Why the Tumbling Dollar May Put America on the

“The Financial World According to Inya” Column,
by Inya Ivkovic, MA

Very few have predicted the kind of funk that the U.S. economy would slip into 18 months ago. Even the Oracle of Omaha, Warren Buffett, missed the warning signs of the panic and chaos that ensued when financial derivatives unraveled onto credit and financial systems. However, what Buffett did predict was the downward pressure on the U.S. dollar. He knew that importing, more than exporting, would eventually force the dollar to weaken. Two winters ago, he said, “Force-feeding a couple of billion a day to the rest of the world is inconsistent with a stable dollar.”

Many Americans think a weak dollar is good for a number of reasons. Particularly vocal are the exporters, who get to sell more stuff that is now cheaper on international markets, potentially resulting in a lower U.S. trade deficit. Of course, to make it really work, it would have to be selling less of Wal-Mart and more of Boeing. Better yet, even China has hinted that it might play into this “strategy,” if it could be called such, by allowing the yuan to increase against the greenback.

Undoubtedly, a higher yuan is bound to please the hard-hit manufacturing sector that has had a beef with China and its policy of controlling the yuan at great cost to workers in developed countries for quite some time. However, there are two sides to every calculation and those cheering the dollar’s fall are forgetting the flip side of its relationship with the trade deficit.

It is a simple, yet scary equation. The more Americans trading their wealth for goods and services manufactured and offered outside the country’s borders, the greater the risks of putting the country on the chopping block. During the first three quarters of 2009, the U.S. spent approximately $275 billion more on imports than it received in income from exports. Keeping such an imbalance between imports and exports year after year, decade after decade, cannot help but result with a huge pile of claims and IOUs against the U.S., the majority of which are held by China. According to some estimates, China is holding a Mount Everest of dollar bills and other foreign currencies, likely totaling a whopping $2.0 trillion.

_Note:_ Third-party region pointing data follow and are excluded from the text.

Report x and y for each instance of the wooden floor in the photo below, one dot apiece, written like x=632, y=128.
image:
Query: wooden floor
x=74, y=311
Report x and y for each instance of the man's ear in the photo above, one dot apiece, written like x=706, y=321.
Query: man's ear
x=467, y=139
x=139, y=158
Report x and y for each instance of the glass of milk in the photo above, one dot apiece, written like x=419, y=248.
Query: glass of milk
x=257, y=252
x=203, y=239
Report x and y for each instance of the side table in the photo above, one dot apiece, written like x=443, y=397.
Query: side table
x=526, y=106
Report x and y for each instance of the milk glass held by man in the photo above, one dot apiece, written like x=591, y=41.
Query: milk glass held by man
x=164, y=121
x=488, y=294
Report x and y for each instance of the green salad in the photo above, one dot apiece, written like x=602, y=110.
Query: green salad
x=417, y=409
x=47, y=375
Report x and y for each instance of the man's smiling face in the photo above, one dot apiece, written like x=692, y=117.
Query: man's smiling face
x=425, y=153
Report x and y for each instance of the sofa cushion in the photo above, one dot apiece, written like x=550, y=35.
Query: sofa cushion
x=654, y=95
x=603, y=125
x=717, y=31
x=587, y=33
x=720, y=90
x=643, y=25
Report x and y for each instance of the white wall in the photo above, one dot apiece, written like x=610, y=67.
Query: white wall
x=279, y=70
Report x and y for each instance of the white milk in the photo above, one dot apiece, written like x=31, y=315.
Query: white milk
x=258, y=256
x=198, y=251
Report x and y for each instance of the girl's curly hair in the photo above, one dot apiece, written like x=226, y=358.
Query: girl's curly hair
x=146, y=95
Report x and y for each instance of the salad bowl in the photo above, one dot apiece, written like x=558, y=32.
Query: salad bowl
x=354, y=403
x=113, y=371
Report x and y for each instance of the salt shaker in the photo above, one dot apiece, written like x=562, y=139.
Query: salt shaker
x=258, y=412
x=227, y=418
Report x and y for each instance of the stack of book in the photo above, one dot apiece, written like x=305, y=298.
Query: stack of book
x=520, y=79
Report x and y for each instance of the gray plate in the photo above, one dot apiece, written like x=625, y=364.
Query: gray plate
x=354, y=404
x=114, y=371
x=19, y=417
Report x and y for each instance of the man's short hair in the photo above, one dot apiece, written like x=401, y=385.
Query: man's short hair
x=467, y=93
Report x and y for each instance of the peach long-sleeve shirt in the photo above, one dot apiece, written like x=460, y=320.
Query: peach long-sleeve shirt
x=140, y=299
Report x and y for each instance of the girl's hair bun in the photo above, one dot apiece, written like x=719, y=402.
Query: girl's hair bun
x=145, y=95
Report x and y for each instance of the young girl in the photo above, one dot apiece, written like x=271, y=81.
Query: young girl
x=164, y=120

Over the years, China has presented itself as the “kind foreigner,” lending quite a few of that $2.0 trillion back to the U.S., just so that the latter could keep its lights on when things got really dark during the Great Recession. However, even China is bound to tire of getting the low-yielding T-Bills in return for its kindness from a country suffering under high deficits and donning a weak currency. That is not a description of a good investment, even if its guarantor is a country such as the United States. Sooner or later — more likely sooner — China and other kind foreigners are very likely to start asking for something more in the way of returns.

These higher returns may come in the form of higher interest rates, which also mean decreasing economic growth rates. Alternatively, foreign lenders may seek to trade some of their U.S. dollar holdings for ownership in prime U.S. companies. This is not something we should put by China, because it has tried it before. For example, in 2005, one of China’s state-controlled oil companies has tried to take over Union Oil Company of California (a.k.a. Unocal), but had to give it up after being met with a towering wall of political outrage.

In 2009, however, the U.S. has much less moral and political credit to block such takeovers from happening, especially if China appears to be playing along by increasing the yuan and keeping certain Congressmen from manufacturing states happy. Besides, there are plenty of battered investors out there, too, who would want nothing better than to collect the takeover premiums, tender their shares and never think about them again. There is a long list of U.S. large-caps that have given virtually nothing to their investors over the past decade, so selling them off to the Chinese would mean to many nothing more than good riddance.

Eighteen months ago, Warren Buffett said that, “The truth is we’re selling America to the rest of the world. It’s just a question of in what form we sell it to them.” Everything else being equal, it seems to me that selloff is likely to come in the form of foreign acquisition and, considering how fast the dollar is sinking, the time for foreign ownership might come sooner, rather than later.